Q: Is 2023 the year to finally buy a home?
It depends. There are some signs that buying a home may be getting easier for many people. Inventory levels are still low, but more homes are coming on the market; bidding wars and incredible offers over asking prices have subsided; and buyers can once again insist on inspections, contingencies and repairs before the deal closes.
Homes are staying on the market longer, so buyers can sleep on them rather than submitting offers at open houses. prices in December were even down more than 10% from their summer peak.
While this is welcome news for most first-time homebuyers, REALTORS® economists expect home prices to rise 5.4% year-over-year in 2023. (That’s on top of some already high prices.) And mortgage rates remain uncomfortably high, at last count around 6% for a 30-year fixed-rate loan.
Even as home prices have fallen, these higher rates have inflated monthly mortgage payments significantly. These monthly housing bills are now about two-thirds larger than they were a year ago. * These payments are 92 percent more than they were two years ago. In other words, today’s buyers who take out a mortgage will be paying about twice as much for the same home in 2020.
Despite these daunting financial hurdles, I am impressed by the perseverance of many first-time homebuyers for whom homeownership has less to do with market conditions and more to do with their personal needs.

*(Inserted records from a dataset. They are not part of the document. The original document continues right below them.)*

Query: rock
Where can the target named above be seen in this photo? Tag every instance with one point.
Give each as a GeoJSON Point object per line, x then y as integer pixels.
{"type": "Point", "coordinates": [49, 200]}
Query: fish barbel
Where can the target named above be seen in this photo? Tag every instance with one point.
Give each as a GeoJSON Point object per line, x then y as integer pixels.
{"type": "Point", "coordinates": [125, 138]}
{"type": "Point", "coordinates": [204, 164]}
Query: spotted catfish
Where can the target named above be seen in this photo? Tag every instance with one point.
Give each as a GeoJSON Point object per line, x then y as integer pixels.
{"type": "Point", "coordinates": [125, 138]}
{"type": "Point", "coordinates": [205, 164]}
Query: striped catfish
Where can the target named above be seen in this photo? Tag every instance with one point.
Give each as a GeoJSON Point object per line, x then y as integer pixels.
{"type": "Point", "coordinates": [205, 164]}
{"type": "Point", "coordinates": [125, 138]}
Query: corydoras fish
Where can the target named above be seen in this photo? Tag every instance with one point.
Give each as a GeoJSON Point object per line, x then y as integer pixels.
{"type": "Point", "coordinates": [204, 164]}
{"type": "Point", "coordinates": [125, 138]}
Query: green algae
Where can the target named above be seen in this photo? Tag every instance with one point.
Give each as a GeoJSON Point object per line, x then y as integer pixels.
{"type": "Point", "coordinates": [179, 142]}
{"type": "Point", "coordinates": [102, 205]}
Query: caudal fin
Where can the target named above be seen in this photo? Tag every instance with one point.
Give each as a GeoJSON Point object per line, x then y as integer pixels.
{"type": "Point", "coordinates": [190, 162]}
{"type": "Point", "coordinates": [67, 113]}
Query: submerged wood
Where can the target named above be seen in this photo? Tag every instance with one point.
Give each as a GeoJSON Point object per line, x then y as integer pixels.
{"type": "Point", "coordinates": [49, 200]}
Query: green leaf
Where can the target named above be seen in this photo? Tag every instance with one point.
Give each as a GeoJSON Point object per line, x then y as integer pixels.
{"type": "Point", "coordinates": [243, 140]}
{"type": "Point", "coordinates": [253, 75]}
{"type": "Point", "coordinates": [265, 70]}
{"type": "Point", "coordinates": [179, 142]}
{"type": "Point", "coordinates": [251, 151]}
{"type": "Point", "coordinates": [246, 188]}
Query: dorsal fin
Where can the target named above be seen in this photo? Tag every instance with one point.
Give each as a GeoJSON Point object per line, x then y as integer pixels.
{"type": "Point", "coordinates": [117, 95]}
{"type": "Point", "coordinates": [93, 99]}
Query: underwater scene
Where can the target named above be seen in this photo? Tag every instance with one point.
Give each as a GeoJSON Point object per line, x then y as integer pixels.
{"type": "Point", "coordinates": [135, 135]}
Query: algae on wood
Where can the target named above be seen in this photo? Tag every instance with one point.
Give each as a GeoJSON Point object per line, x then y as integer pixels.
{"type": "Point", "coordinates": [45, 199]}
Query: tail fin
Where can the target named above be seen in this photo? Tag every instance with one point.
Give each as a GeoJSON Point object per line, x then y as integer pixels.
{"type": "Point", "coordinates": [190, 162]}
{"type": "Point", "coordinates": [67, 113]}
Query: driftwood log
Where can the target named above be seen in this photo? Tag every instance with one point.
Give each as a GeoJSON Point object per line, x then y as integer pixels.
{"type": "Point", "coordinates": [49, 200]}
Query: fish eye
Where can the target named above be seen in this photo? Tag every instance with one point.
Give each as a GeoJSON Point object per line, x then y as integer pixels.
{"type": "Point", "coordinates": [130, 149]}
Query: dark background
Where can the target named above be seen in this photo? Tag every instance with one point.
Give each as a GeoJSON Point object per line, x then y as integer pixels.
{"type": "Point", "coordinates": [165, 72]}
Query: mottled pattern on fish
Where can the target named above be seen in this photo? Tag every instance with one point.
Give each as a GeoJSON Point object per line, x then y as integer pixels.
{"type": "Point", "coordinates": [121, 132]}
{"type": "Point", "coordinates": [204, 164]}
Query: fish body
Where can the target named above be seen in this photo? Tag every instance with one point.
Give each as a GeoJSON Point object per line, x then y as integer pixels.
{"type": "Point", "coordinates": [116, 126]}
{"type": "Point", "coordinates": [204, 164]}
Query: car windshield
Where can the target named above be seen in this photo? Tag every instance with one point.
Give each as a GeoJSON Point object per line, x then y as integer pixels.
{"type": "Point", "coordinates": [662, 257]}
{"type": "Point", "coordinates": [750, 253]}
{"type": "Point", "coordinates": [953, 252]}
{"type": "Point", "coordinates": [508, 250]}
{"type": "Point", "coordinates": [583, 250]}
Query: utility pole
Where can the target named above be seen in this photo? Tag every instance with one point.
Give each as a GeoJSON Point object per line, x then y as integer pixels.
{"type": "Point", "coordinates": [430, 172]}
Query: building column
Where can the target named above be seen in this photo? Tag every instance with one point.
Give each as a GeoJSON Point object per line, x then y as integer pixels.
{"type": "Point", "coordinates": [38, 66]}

I’m meeting with colleagues these days to find inspiration for this column. (You can help this writer by sending questions to OnTheHouse@realtor).
“It’s pretty simple,” said a fellow writer.” Is 2023 the year to buy a house?”
Then the new mom revealed that she and her husband are considering starting their own home search on the West Coast this year.
She is one of four people on an editorial team of 10 people who are either actively looking or just starting to look for their first home. These individuals write and edit stories and videos about the housing market with a full understanding of the financial challenges that lie ahead of them. They are also scattered across the country in some of the most expensive real estate markets. New York City, California’s San Francisco Bay Area and Denver. And they are all at different stages of their lives.
A colleague is looking for a duplex or triplex outside Denver where he and his partner can live in one unit and rent out the others to help pay their mortgage. My own editor and his wife, parents of two children, have been looking for a home in the New York City suburbs for more than a year. I also learned that another colleague was looking to trade his and his wife’s apartment in Silicon Valley for their house in the northern Bay Area.
They wanted to raise a family, build equity, and get away from a landlord who was raising the rent every year. These desires are not as volatile as mortgage rates.
Buying a home is a deeply personal decision. Of course, you need to be able to find a home you want to live in, have enough money in the bank to pay for it, and enough left over for maintenance and emergencies, and then have your offer accepted. And this is not an easy process.
But many first-time homebuyers are ready for it. They’ve saved diligently over the past few years, cleaned up their credit, gotten pre-approved for a mortgage, and familiarized themselves with the area they hope to eventually settle in. They may have to make sacrifices and compromises. Perhaps they will move farther away, buy an older or smaller home than they planned, or even purchase a home that needs more work than they expected. They’ll negotiate with sellers for money-saving deals, shop around for mortgages that offer lower rates, and find ways to make it work financially.
They are determined to make this happen. So for them, 2023 will be the year to buy a home.